Campbell Soup Co on Thursday posted quarterly profit below analysts' estimates despite strong sales of its V8 vegetable juice, as the company overhauled its supply chain in Australia and Indonesia.
Campbell also spent 15 percent more on marketing to help boost sales and said higher costs for meeting increased beverage volume cut into margins.
The largest U.S. soup maker said profit was $61 million, or 16 cents a share, in the fourth quarter ended July 29, compared with $44 million, or 11 cents a share, a year earlier. The fourth quarter is usually the lowest sales quarter for the company, since fewer people eat soup during the hot summer months.

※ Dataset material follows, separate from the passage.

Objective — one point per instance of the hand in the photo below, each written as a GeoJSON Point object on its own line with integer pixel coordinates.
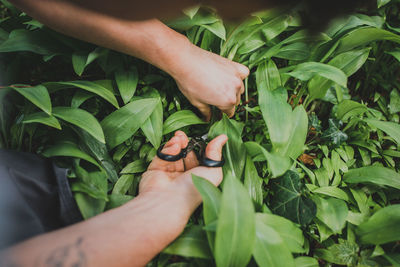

Excluding one-time items, earnings from continuing operations were 14 cents a share, compared with 19 cents a share a year earlier. On that basis, analysts on average forecast 18 cents a share, according to Reuters Estimates.
Sales rose 9.6 percent to $1.59 billion.
The company, which also makes Pepperidge Farm baked goods and is considering the sale of its Godiva chocolate business, has seen sales helped by new products like lower sodium soup. The company is also expanding its soup business into China and Russia.
Like most food companies, Campbell has also raised prices to try to offset higher costs for ingredients like flour, oils and dairy products.
For fiscal year 2008, Campbell forecast a 5 percent to 7 percent increase in earnings per share from $1.95 in 2007, or $2.05 to $2.10 a share. Analysts on average forecast $2.14 a share, according to Reuters Estimates.
Campbell shares closed at $38 on Wednesday on the New York Stock Exchange. The stock is down 2.3 percent this year, compared with a 2.4 percent increase in the Standard & Poor's packaged foods index.